Silencing synaptic MicroRNA-411 reduces voluntary alcohol consumption in mice

Dana Most  1   2 Nihal A Salem  3 Gayatri R Tiwari  1 Yuri A Blednov  1 R Dayne Mayfield  1 R Adron Harris  1   2
Affiliations

Silencing synaptic MicroRNA-411 reduces voluntary alcohol consumption in mice

Dana Most et al. Addict Biol. 2019 Jul.

Abstract

Chronic alcohol consumption alters the levels of microRNAs and mRNAs in the brain, but the specific microRNAs and processes that target mRNAs to affect cellular function and behavior are not known. We examined the in vivo manipulation of previously identified alcohol-responsive microRNAs as potential targets to reduce alcohol consumption. Silencing of miR-411 by infusing antagomiR-411 into the prefrontal cortex of female C57BL/6J mice reduced alcohol consumption and preference, without altering total fluid consumption, saccharin consumption, or anxiety-related behaviors. AntagomiR-411 reduced alcohol consumption when given to mice exposed to a chronic alcohol drinking paradigm but did not affect the acquisition of consumption in mice without a history of alcohol exposure, suggesting that antagomiR-411 has a neuroadaptive, alcohol-dependent effect. AntagomiR-411 decreased the levels of miR-411, as well as the association of immunoprecipitated miR-411 with Argonaute2; and, it increased levels of Faah and Ppard mRNAs.
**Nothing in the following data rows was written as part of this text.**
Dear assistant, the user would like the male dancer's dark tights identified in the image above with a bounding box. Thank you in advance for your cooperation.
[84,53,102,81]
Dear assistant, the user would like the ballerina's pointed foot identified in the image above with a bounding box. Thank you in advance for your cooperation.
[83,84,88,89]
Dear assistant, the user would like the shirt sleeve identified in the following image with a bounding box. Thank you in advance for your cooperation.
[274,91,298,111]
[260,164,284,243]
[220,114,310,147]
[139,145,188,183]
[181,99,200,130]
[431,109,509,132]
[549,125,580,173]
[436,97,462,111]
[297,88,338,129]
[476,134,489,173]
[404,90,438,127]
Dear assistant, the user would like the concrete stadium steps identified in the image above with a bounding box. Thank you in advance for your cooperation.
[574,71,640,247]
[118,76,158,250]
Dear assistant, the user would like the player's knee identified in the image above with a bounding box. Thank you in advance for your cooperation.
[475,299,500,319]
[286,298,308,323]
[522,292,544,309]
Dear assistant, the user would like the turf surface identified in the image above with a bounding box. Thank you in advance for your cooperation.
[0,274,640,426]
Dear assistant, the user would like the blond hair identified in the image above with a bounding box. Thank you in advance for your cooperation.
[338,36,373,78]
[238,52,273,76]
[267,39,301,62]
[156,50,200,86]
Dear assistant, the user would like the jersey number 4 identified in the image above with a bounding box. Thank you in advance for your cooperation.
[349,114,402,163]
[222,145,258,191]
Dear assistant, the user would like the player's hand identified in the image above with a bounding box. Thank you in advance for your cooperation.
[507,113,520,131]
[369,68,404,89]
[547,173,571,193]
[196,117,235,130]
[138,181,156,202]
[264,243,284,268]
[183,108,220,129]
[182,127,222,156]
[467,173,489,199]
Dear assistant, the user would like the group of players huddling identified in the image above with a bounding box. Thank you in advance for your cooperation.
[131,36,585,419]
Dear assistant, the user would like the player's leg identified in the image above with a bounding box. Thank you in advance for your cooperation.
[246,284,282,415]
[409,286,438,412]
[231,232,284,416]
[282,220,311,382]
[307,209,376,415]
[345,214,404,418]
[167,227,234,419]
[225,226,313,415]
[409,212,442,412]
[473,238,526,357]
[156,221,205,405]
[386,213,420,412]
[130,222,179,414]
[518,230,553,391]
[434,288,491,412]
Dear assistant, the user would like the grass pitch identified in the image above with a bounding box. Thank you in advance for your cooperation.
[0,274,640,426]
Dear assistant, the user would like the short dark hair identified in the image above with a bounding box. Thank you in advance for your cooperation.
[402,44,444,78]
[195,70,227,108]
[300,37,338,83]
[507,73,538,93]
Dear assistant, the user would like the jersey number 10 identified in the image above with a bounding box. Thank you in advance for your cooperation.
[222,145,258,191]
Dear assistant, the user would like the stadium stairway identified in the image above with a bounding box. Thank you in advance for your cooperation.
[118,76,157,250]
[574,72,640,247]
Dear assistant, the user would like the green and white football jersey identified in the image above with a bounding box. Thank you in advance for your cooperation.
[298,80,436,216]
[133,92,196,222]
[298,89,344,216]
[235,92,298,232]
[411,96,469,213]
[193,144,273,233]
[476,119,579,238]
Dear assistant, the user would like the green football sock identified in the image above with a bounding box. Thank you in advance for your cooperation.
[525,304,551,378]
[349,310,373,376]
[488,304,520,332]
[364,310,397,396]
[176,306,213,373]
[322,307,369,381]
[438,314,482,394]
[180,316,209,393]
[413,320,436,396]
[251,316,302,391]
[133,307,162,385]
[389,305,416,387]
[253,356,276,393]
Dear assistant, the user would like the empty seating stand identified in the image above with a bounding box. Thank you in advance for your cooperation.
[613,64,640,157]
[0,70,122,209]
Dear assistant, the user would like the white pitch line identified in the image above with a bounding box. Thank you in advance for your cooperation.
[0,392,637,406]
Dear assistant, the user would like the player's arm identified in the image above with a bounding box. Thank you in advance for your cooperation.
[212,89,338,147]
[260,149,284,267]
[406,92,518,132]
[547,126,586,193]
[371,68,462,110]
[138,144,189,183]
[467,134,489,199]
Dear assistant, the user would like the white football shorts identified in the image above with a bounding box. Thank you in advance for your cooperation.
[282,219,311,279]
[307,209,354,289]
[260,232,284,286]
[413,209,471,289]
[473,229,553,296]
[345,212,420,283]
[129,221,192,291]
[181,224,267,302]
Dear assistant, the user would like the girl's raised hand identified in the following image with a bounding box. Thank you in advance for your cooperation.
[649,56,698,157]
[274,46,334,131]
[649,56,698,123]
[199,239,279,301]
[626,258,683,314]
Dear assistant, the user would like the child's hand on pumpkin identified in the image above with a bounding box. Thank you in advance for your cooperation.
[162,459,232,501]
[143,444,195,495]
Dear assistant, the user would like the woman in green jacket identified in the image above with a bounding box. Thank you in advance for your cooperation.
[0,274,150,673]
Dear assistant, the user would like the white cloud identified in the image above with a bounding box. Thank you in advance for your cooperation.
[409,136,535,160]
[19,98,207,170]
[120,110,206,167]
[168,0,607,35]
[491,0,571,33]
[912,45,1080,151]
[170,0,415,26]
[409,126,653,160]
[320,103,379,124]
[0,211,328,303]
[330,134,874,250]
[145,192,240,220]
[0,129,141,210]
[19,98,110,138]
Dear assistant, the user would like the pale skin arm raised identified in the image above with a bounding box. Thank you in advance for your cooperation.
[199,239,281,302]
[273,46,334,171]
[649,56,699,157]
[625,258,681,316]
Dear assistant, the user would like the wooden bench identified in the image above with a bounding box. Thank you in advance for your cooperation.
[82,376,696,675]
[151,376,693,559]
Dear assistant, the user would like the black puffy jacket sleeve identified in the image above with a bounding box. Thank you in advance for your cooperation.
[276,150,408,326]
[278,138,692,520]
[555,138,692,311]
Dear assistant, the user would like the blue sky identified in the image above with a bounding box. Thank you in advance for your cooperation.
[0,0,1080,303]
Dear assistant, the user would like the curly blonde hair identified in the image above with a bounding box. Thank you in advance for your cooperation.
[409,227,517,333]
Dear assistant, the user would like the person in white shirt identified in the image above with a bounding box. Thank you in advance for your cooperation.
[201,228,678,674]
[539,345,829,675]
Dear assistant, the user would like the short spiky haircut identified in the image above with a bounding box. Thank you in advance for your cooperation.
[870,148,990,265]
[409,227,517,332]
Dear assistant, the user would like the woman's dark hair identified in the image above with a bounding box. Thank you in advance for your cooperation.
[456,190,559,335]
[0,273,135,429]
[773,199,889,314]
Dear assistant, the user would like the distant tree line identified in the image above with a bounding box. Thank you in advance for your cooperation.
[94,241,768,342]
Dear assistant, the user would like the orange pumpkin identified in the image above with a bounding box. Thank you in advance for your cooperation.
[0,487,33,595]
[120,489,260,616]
Moreover, antagomiR-411 increased the neuronal expression of glutamate receptor AMPA-2 protein, a known alcohol target and a predicted target of miR-411. These results suggest that alcohol and miR-411 function in a homeostatic manner to regulate synaptic mRNA and protein, thus reversing alcohol-related neuroadaptations and reducing chronic alcohol consumption.

Keywords: Ago2; C57BL/6 J mice; Faah mRNA and Ppard mRNA; GluA2; miR-411; two-bottle choice ethanol drinking.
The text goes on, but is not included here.